O mundo não se altera e todas as relações se mantêm tal qual. As pessoas-árvore têm a capacidade de se aperceberem do mundo com uma camada adicional de sensações: os sons são vistos como cores, a música ganha uma forma corpórea e animal, as gotas de chuva são sentidas por dentro do corpo, as sensações físicas são traduzidas em luzes e formas, as lágrimas despedem-se em feixes em todas as direcções. Aparentemente, as pessoas-galho não têm essa capacidade, estabelecendo-se desde logo uma hierarquia dicotómica, mas que o autor explora nas mais diversas formas dinâmicas, pelas relações confusas entre “árvores” e “galhos”, se bem que os primeiros estão sempre num nível superior de consciência e percepção. Os segundos, naturalmente, são “apenas” pessoas.

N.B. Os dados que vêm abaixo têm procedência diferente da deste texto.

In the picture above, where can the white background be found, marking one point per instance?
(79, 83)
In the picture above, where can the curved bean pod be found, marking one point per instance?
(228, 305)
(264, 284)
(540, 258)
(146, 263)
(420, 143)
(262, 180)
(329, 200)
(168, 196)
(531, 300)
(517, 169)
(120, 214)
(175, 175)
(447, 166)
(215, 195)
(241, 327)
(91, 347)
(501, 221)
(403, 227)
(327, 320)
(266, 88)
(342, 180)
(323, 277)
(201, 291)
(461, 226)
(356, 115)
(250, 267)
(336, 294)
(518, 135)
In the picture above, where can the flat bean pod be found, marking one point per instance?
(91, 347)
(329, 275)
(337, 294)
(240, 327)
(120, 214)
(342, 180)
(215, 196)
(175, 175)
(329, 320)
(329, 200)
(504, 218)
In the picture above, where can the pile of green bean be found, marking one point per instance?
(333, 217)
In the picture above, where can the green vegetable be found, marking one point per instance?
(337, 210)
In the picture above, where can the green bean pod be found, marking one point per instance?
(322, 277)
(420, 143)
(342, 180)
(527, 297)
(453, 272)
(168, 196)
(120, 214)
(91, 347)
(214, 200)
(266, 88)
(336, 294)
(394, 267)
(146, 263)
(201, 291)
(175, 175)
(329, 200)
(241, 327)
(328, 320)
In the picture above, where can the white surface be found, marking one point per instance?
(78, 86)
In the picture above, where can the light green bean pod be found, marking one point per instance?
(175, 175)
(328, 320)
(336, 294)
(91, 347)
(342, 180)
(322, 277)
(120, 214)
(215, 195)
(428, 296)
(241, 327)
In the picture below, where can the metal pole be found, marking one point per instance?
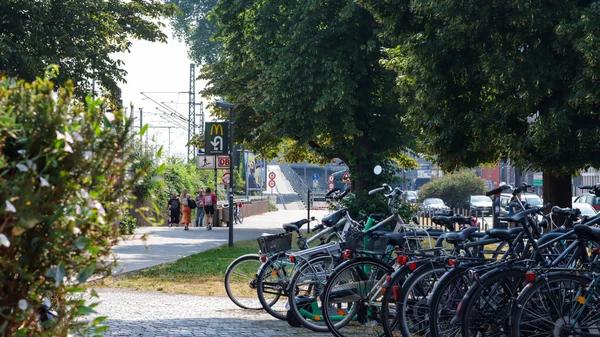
(231, 148)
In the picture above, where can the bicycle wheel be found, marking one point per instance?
(356, 286)
(486, 308)
(558, 305)
(445, 298)
(412, 306)
(272, 285)
(307, 285)
(240, 281)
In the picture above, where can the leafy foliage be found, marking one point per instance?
(306, 75)
(64, 185)
(455, 188)
(78, 35)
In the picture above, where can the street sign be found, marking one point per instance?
(205, 162)
(223, 162)
(216, 138)
(225, 178)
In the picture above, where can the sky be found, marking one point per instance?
(162, 72)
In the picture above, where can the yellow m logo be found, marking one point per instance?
(216, 129)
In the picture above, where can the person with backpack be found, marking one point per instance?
(210, 200)
(173, 209)
(186, 209)
(200, 208)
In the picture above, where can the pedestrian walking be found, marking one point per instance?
(173, 210)
(210, 200)
(186, 211)
(199, 208)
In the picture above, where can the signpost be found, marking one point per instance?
(216, 140)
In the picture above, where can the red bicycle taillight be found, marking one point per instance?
(402, 259)
(529, 276)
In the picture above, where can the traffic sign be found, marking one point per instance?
(225, 178)
(216, 138)
(223, 162)
(204, 162)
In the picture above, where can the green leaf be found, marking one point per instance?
(144, 129)
(85, 274)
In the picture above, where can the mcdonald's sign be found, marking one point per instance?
(216, 138)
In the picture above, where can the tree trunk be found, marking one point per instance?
(557, 189)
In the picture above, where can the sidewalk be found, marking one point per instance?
(167, 244)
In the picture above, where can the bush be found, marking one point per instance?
(127, 225)
(455, 189)
(64, 185)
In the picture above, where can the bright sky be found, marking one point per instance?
(162, 72)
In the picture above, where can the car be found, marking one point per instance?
(588, 198)
(480, 205)
(435, 206)
(532, 199)
(586, 209)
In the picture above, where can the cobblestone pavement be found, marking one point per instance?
(134, 313)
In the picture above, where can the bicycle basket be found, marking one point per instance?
(361, 242)
(275, 243)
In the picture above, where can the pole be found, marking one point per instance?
(308, 215)
(231, 147)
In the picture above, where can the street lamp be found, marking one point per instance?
(226, 105)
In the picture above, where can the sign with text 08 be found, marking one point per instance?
(216, 138)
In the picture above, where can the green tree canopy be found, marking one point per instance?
(78, 35)
(486, 80)
(306, 75)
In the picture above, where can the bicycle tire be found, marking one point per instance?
(237, 276)
(486, 308)
(349, 284)
(413, 303)
(307, 284)
(450, 290)
(561, 311)
(273, 279)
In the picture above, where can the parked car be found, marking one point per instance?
(532, 199)
(586, 209)
(435, 206)
(590, 199)
(480, 205)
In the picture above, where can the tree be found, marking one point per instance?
(500, 79)
(306, 76)
(80, 36)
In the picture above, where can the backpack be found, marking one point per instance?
(208, 200)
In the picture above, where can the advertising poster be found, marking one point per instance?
(256, 173)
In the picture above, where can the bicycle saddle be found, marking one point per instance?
(461, 236)
(503, 234)
(294, 226)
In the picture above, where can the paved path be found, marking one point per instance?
(152, 314)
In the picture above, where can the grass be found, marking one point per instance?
(199, 274)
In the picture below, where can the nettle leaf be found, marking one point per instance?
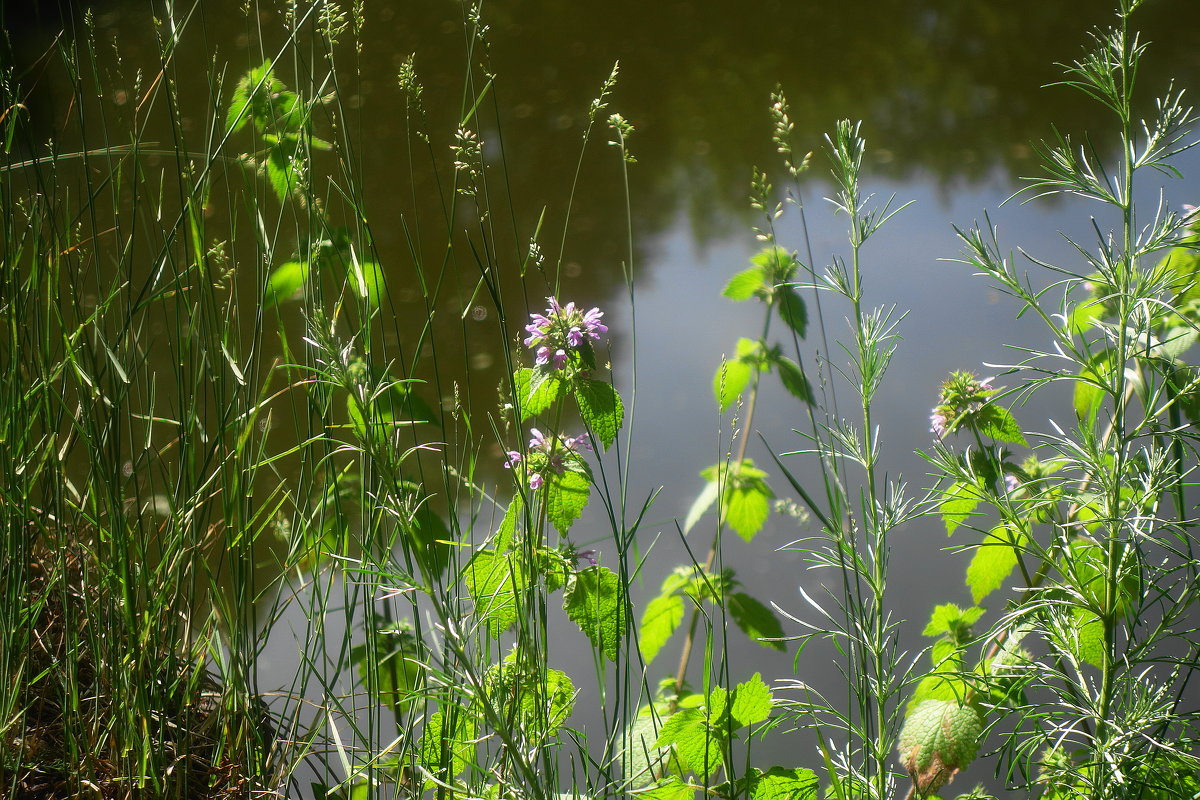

Esta é a parte de absurdo da narrativa, em que afinal aquilo que nos pareceria surpreendente e até monstruoso é afinal uma tranquila e trivial experiência para as personagens desse universo narrativo, como ocorre em A metamorfose ou O rinoceronte.

Um dos desvios curiosos do livro é quando April, amiga e companheira de casa do protagonista, está a desenvolver um jogo digital no qual cria avatares que pretendem devolver, digamos assim, a experiência ante-árvore aos humanos-árvores, criando uma complexa rede sobre percepção, experiência, nostalgia, e questões afectas à cibernética e temáticas pós-humanas. Todas as imagens ópticas e fotográficas são adaptadas à percepção-árvore, mas não as imagens gráficas, que mantêm a sua dimensão representativa, abrindo caminho a muitas interpretações filosóficas sobre a qualidade semióticas das imagens (ópticas versus gráficas), da percepção e da relação humana. Pasto fértil.

Mas Deforge, que é um autor que tira o máximo prazer na exploração das linhas e cores, sobre formas psicadélicas, dedica grande parte da narrativa – quase banal – precisamente às tais novas sensações, ou aos novos modos de sensação, que estão reservadas à fase-árvore do protagonista, transformando Big Kids igualmente numa inteligente exploração sobre as potencialidades físicas e corpóreas, não apenas dos seres humanos mas nesta tal dimensão extraordinária. Nesse sentido, o emprego do adjectivo “surreal”, neste caso, não seria somente uma interjeição esvaziada de entusiasmo, mas um correcto descritivo atento ao que essa palavra representa em termos artísticos e históricos: trata-se de facto de uma vivência num nível acima do do realismo, algo para além da vigília e da norma, que atenta a outras formas de existência. Tudo isso, ainda assim, para criar uma novela estrambólica, desassossegada e até incómoda sobre esta experiência, de resto partilhável por muitos adolescentes.


A um só tempo universal e único, originalmente surpreendente e comum, Big Kids é um pequeno marco distinto na forma de criar banda desenhada.
Nota: as imagens foram colhidas da internet.